Background

The decision of the Supreme Court of New South Wales in Bondi Beachside Pty Ltd v Chief Commissioner of State Revenue [2013] NSWSC 21 is a timely reminder of the need to obtain specialist stamp duty advice even in the face of the impending abolition of mortgage duty in New South Wales from 30 June 2013 (assuming that abolition is not again deferred).

The facts

The case was primarily concerned with the question of whether the extension of the termination date of a financing arrangement, commonly referred to as a “deferred note purchase arrangement” (and which was employed prior to major changes being made to the Duties Act 1997 (NSW) (Duties Act) which took effect from 1 July 2009) amounted to a forbearance to require the payment of money owing under section 206(a)(iii) of the Duties Act. If it did, mortgage duty would be required to be assessed at the time of the extension on the basis that the forbearance was an “advance” within the meaning of the Duties Act.

Under the deferred note purchase arrangement, the financier provided financial accommodation to a company via an agreement to defer the payment of the purchase price for a debt instrument issued by its wholly-owned subsidiary.
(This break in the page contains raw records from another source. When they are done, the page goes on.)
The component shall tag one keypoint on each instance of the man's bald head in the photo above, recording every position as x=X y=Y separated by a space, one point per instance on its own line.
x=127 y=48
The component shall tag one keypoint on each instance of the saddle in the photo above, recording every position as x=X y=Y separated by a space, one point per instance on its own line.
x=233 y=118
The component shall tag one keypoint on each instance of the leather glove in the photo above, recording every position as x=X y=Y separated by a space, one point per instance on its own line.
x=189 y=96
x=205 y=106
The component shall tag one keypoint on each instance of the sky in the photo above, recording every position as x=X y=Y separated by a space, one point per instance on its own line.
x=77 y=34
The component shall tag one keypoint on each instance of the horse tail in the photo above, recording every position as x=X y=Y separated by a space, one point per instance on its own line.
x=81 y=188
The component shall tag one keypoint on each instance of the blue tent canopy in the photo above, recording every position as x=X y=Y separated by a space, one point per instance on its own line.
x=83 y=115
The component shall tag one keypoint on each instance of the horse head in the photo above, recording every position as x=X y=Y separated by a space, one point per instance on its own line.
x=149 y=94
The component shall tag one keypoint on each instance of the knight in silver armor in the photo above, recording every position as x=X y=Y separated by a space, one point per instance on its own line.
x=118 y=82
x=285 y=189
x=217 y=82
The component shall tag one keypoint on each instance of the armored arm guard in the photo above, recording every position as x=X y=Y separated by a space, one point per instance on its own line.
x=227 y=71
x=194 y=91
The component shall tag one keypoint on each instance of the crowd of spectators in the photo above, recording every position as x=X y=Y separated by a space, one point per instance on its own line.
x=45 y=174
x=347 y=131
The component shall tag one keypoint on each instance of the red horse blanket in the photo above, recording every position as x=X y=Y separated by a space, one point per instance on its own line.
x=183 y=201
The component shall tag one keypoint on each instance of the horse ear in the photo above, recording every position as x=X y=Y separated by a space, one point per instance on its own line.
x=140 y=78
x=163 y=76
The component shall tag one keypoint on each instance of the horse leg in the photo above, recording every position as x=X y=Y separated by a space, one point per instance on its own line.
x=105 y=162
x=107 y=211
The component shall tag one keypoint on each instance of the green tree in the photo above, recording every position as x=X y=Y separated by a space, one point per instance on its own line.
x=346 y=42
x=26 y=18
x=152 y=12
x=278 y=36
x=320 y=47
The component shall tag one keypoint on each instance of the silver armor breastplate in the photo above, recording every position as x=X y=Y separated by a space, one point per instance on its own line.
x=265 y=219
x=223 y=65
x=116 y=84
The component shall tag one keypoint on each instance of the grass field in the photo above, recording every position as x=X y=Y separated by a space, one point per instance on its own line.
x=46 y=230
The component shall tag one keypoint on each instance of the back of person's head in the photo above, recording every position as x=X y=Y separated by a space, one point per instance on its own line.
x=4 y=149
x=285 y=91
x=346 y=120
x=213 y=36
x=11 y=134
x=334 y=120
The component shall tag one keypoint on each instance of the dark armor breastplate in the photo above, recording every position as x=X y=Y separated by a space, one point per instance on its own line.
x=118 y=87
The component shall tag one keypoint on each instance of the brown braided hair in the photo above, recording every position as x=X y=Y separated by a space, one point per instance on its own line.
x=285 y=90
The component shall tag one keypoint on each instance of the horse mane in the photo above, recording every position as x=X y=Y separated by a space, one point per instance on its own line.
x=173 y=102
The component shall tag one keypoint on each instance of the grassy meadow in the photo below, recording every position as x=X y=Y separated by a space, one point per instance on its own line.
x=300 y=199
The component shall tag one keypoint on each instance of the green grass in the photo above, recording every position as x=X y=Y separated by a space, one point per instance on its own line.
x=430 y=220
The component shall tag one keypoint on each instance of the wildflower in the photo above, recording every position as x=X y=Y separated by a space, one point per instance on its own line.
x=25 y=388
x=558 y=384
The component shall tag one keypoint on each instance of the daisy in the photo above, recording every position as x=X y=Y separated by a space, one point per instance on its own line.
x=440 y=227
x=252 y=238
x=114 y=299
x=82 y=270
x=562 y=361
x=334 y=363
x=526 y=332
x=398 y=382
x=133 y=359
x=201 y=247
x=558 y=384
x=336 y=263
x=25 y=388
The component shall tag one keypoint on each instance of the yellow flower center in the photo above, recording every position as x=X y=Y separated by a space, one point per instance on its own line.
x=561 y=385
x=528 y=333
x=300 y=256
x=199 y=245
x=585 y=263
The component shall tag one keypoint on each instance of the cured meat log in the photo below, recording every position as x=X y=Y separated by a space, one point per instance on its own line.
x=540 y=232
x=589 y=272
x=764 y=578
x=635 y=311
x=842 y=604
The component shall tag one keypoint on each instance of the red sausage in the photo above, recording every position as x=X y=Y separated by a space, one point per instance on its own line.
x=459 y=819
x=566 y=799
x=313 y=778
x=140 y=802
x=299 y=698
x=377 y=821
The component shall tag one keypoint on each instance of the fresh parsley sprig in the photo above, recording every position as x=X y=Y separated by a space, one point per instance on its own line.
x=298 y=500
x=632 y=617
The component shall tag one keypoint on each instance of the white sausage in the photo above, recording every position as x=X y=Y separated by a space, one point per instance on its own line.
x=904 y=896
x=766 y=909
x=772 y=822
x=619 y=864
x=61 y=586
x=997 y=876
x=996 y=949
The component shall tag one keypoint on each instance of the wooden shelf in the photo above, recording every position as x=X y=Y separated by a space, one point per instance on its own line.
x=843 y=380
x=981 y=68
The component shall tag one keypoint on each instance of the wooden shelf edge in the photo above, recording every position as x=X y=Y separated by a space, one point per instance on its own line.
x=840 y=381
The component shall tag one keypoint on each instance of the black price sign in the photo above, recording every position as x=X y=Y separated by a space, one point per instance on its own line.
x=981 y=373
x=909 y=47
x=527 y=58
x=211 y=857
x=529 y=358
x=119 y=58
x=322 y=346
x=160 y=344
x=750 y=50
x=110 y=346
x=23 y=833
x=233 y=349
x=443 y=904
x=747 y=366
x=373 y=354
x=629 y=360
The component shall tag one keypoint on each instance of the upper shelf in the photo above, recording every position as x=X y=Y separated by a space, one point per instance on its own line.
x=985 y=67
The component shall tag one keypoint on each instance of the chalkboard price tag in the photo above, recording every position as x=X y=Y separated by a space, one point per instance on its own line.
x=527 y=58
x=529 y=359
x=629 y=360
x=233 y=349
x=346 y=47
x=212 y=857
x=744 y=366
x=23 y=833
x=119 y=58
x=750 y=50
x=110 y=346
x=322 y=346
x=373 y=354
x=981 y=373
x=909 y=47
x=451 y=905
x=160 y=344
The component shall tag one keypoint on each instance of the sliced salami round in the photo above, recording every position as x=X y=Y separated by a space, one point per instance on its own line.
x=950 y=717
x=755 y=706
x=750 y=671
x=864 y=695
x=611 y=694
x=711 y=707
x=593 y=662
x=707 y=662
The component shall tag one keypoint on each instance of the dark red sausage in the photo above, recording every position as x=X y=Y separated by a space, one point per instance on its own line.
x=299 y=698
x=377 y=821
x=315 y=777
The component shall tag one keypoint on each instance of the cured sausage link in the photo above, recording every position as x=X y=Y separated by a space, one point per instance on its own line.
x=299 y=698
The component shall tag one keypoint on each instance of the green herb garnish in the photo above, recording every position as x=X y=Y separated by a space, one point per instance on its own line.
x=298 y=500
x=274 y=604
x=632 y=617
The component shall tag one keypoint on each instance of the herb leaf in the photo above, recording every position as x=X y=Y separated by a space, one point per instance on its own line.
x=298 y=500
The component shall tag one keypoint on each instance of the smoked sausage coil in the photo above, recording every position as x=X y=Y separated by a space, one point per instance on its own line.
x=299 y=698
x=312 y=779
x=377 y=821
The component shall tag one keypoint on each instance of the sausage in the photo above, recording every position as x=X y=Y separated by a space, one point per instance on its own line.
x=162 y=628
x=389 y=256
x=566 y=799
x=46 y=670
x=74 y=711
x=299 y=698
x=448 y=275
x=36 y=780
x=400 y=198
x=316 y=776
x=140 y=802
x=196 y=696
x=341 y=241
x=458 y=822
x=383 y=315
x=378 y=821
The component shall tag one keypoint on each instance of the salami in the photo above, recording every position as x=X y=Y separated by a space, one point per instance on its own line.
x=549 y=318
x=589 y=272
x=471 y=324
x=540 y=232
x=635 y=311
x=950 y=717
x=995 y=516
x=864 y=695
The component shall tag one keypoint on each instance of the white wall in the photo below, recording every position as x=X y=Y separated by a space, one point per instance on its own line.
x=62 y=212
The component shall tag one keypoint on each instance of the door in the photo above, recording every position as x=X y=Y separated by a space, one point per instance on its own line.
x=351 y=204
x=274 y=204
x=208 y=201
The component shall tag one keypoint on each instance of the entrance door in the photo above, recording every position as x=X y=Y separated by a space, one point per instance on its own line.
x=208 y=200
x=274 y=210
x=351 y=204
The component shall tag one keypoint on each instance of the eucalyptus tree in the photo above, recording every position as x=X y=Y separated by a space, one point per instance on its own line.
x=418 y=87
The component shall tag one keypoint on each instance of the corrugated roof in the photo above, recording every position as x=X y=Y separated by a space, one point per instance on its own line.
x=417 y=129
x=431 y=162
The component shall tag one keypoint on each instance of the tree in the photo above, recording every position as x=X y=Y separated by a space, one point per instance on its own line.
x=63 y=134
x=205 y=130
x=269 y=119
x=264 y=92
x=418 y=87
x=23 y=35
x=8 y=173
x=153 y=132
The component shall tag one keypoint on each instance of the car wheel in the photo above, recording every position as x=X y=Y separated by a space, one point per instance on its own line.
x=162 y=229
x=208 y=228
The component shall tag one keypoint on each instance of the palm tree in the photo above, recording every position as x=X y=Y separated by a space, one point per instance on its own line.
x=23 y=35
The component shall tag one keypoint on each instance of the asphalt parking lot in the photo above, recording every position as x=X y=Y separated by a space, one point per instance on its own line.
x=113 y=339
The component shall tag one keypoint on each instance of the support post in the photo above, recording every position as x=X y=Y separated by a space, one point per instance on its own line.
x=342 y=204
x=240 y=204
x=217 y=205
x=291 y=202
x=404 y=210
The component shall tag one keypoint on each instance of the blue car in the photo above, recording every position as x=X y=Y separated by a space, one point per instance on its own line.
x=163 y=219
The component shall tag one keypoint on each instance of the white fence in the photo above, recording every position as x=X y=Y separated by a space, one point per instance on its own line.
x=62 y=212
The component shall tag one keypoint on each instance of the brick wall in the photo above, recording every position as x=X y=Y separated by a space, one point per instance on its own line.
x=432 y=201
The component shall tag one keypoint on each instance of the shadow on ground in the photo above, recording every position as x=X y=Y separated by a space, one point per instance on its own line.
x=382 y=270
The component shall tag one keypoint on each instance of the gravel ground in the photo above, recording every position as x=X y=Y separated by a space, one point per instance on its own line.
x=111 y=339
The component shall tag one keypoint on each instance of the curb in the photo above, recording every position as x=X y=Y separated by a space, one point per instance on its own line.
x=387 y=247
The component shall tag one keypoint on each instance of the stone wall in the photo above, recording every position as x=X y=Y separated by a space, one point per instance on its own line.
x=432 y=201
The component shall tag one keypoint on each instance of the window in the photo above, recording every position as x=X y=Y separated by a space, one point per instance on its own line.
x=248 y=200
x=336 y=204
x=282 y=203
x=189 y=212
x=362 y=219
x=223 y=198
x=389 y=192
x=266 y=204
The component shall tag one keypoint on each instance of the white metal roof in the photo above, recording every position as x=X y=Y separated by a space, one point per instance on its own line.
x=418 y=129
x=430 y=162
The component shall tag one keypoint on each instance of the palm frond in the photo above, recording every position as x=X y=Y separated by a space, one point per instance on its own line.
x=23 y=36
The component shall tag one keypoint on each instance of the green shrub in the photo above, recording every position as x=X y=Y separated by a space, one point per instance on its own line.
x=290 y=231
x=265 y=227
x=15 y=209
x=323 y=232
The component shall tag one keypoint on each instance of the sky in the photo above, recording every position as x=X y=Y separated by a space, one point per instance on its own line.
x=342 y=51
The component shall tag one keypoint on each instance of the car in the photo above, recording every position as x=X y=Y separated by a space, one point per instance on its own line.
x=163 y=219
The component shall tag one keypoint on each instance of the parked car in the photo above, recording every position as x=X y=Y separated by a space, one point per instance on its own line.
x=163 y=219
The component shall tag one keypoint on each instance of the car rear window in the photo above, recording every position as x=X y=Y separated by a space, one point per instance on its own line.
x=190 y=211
Security for the unpaid purchase price was granted to the financier by the company and its wholly-owned subsidiary. As the security did not at the time of execution secure an “advance”, only nominal mortgage duty was payable.

However, the termination date of the arrangement (ie. the date on which the unpaid purchase price was required to be paid in full) was extended on a number of occasions. The question for determination by the Supreme Court was whether such extensions were a “forbearance to require the payment of money owing on any account whatever” so as to fall within the definition of “advance” under the Duties Act. Gzell J agreed with the submissions of the Chief Commissioner and found that the extension of time for payment constituted an advance by way of forbearance. As a result, the existing securities now secured an advance and would be liable to mortgage duty.

Implications for financiers and borrowers

Financers and borrowers that have deferred note purchase financing arrangements in place should be aware of this decision and take stock of whether any past variation to the arrangements may have triggered a liability to mortgage duty. If it has, and the correct amount of mortgage duty has not been paid, there may be expected to be difficulties with the enforceability of the security until such time as the duty is paid. Further, the decision highlights the need to obtain specialist stamp duty advice when amending complex financing arrangements or granting further security for existing transactions.

Abolition of NSW mortgage duty

New South Wales is the only State or Territory that currently imposes mortgage duty but this is due to be abolished on and from 1 July 2013 (assuming there is no further deferral of the abolition). The Duties Act has a number of transitional provisions concerning the abolition of which note should be taken in relation to any secured financings that may straddle the abolition date. Importantly, mortgage duty will continue to apply to mortgages first executed before 1 July 2013. However, no additional mortgage duty will apply in respect of an advance or further advances made after that date.